In 2008 and 2009, FDA inspected Apotex Inc.’s Etobicoke and Signet manufacturing facilities in Ontario, Canada, in response to complaints about Apotex drugs. The inspections revealed significant deviations from current good manufacturing practice. In August 2009, FDA placed the two facilities on Import Alert, signaling to FDA district offices that drugs offered for import from those facilities were deemed to be adulterated and could be detained at the border without physical examination. The facilities were removed from the Import Alert in 2011.

In February 2012, Apotex Holdings Inc. and Apotex Inc. initiated arbitration against the United States. Apotex claimed that the Import Alert violated the United States’ obligations under NAFTA Chapter Eleven to accord Apotex and its U.S. investments national and most-favored-nation treatment. Apotex also claimed that the United States adopted the Import Alert without due process, in violation of the customary international law minimum standard of treatment.

The tribunal, by a majority, concluded that Apotex was barred from relitigating the issue of whether Apotex Inc.’s “abbreviated new drug applications” constituted “investments” in the United States for purposes of NAFTA Chapter Eleven, given a previous tribunal’s determination of that issue. The tribunal thus concluded that it lacked jurisdiction to decide some of Apotex’s claims.

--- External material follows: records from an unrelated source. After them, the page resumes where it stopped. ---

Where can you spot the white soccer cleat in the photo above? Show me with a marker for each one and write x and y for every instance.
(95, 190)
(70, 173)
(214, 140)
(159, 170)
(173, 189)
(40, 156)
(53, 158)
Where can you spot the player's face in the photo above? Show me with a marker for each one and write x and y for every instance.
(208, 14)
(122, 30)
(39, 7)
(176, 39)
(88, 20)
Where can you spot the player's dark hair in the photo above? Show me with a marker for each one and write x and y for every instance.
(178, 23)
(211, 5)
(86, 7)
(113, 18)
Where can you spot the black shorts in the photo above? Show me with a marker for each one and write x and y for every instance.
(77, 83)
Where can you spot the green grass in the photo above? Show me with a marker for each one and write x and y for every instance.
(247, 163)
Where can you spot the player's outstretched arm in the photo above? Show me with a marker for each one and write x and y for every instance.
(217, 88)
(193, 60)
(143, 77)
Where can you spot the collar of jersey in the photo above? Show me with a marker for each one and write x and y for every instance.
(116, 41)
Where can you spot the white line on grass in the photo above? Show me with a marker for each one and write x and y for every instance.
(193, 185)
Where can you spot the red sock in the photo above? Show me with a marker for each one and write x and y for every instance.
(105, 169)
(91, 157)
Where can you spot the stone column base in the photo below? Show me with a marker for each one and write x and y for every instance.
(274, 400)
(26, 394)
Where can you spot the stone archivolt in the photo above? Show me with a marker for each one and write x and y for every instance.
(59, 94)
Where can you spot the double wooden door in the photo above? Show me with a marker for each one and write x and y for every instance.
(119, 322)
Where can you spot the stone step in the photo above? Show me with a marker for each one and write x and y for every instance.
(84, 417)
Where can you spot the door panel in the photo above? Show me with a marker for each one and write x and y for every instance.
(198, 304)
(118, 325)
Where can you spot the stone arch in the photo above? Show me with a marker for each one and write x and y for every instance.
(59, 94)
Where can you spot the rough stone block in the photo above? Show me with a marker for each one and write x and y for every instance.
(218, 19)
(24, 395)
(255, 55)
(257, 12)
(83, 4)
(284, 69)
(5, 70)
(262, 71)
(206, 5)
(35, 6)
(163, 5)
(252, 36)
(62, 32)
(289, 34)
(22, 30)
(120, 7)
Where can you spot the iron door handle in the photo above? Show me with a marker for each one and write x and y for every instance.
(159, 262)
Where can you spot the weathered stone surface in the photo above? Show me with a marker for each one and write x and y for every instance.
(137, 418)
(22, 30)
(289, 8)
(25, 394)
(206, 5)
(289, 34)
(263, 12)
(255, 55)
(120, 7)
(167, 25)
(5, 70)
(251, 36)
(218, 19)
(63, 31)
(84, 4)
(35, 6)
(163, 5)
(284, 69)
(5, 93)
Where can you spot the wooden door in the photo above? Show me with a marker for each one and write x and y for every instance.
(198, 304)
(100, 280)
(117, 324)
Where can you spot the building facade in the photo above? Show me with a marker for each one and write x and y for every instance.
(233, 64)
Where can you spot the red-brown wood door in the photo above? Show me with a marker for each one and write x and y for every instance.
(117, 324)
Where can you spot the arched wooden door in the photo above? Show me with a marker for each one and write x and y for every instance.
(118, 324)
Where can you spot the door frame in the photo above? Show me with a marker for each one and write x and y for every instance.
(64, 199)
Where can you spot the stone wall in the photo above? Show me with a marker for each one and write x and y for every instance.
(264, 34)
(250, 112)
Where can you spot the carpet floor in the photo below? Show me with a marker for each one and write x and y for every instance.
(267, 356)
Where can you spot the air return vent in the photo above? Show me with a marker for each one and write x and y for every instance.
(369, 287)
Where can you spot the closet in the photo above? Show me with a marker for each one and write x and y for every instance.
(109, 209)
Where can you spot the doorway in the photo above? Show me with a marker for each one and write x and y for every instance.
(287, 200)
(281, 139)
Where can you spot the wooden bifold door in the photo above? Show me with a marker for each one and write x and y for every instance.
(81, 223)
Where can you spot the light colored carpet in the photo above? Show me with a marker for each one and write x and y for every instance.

On the merits, the tribunal unanimously concluded that the Import Alert was a lawful and appropriate exercise of FDA’s regulatory authority. FDA’s issuance of the Import Alert, therefore, did not violate the United States’ obligations under NAFTA Chapter Eleven.

The tribunal ordered Apotex to reimburse 100 percent of the United States’ legal costs and to pay 75 percent of the costs of arbitration.

The tribunal’s award is an important recognition of the NAFTA Parties’ authority to take nondiscriminatory enforcement action to protect public health.

The tribunal members are John R. Crook, J. William Rowley, and V.V. Veeder (presiding).

The State Department will post the award at http://www.state.gov/s/l/c50826.htm following redaction of any confidential or otherwise protected information. Public versions of the parties’ submissions, hearing transcripts, and other arbitration documents also are available at that address.